HAT1: Landscape of Biological Function and Role in Cancer
Round 1
Reviewer 1 Report
Overall, this is a well-prepared review, but it would benefit from further clarifications at specific points which will highlighted below. In addition, some of the figures included would benefit from being expanded/revisited to better emphasize the overall narrative of the review. Lastly, the authors should try to highlight on-going questions and point of divergences in the literature related to HAT1, when appropriate, to further the impact of their review during revisions.
- I would rephrase the line 26 “… acetylation is considered the most important modification …” to make it more nuance since phosphorylation and ubiquitylation are more abundant PTMs. I agree that Kac is a very important PTM but stating that it is the most important one seems out of place.
- In the next paragraph (line 33 to 37), the inclusion of non-enzymatic acetylation would be warranted. For a good example, see PMID: 23830618.
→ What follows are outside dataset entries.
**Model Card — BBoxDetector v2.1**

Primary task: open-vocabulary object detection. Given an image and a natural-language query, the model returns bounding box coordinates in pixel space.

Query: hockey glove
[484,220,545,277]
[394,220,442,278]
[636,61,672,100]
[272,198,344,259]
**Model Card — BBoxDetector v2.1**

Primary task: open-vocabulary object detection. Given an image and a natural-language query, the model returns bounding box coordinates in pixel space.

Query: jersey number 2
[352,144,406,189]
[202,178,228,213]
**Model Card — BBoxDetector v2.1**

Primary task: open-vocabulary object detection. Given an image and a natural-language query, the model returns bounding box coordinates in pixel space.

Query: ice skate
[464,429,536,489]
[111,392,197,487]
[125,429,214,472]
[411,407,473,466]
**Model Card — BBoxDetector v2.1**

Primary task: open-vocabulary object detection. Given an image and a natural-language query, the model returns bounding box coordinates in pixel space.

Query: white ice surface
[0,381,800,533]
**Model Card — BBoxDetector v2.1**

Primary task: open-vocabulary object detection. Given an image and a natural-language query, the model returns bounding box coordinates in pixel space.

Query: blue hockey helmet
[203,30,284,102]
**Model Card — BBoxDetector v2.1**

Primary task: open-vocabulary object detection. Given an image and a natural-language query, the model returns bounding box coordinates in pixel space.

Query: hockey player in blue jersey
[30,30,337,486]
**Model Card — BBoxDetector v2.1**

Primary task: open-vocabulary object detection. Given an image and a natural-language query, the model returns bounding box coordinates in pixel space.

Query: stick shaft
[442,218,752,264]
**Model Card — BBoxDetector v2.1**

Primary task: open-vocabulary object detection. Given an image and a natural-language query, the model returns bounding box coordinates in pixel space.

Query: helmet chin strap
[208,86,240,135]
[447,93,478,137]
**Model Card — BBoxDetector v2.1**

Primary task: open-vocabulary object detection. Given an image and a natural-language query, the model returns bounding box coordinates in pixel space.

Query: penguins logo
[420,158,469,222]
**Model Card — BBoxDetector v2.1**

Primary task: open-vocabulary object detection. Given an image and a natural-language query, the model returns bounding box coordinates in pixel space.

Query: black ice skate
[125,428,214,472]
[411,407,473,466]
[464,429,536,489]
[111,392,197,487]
- The paragraph discussing the production of acetyl-CoA (line 103 to 108) and figure 2 are a bit misleading. Briefly, two independent pools of acetyl-CoA exist in cells, the mitochondrial and nucleocytoplasmic ones, since acetyl-CoA cannot diffuse or be exported out of mitochondria. Rather, citrate is exported and converted back to acetyl-CoA by ACLY. This is the major metabolic pathway allowing for acetyl-CoA production. As pointed out by the authors, ACSS2 act in a parallel pathway by employing acetate to generate acetyl-CoA in cytoplasm and nucleus. Recent work from the Berger lab, as shown that ACSS2 may be able to employ this activity of ACSS2 to transfer Kac from “reservoir sites” to “active sites” (PMID: 35061542) which may represent the main activity of ACSS2 since acetate is quite low (about 40 uM) in normal plasma. Lastly, there is no discussion of most short-chained acyl-CoA (with the exception of succinylation and methacrylation) in the second section of the review. While these points may go beyond the vision the authors had for their review, the represent areas of intense research in the field that may be of interest to many readers.
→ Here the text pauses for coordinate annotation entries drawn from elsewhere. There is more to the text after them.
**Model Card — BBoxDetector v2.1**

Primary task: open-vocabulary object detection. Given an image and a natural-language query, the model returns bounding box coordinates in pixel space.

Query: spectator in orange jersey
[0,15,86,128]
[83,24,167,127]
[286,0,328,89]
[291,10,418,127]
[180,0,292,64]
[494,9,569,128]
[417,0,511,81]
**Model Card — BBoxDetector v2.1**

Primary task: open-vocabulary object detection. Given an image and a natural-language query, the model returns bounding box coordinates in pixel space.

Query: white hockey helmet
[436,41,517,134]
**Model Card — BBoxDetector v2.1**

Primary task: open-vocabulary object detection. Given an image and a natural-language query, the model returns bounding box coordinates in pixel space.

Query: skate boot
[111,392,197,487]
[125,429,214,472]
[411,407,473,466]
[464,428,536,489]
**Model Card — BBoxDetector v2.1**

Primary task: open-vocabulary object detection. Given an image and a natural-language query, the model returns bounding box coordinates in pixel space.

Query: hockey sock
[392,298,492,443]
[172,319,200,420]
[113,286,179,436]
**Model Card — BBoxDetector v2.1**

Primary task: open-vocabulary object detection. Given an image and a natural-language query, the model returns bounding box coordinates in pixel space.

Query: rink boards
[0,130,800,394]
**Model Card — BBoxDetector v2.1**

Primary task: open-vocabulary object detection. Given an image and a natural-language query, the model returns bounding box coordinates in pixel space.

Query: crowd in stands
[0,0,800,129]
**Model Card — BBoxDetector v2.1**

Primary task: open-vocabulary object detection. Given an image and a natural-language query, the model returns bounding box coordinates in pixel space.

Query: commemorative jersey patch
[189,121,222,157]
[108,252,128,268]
- The discussion of Kac readers modules (bromodomains) in lines 155-159 is very limited and could be better included in the review. Readers not familiar with field will not be able to make the link between reduced Kac levels in the HAT1-/- MEFs and reduced recruitment of specific bromodomain containing proteins to replication forks with reduced Kac levels. The interplay of HAT1 with mSWI/SNF complex (BRG1 containing), BET proteins (which includes BRD3) and ISW1 complex (which includes BAZ1A) should also be refined.
- The paragraph structure between line 229 and 241 is quite bizarre (each sentence as a paragraph) and should be reworked.
- Figures 3 and 4 should be revisited and combined if possible. Ideally, the authors would present in a single figure the tumor types that overexpress or downregulate HAT1 expression levels. Additionally, it would be beneficial if the authors further showed in which tumor types the gain or loss of HAT1 expression is predictive of a specific outcomes (survival, disease progression, etc.) since the lines 250-251 are quite broad.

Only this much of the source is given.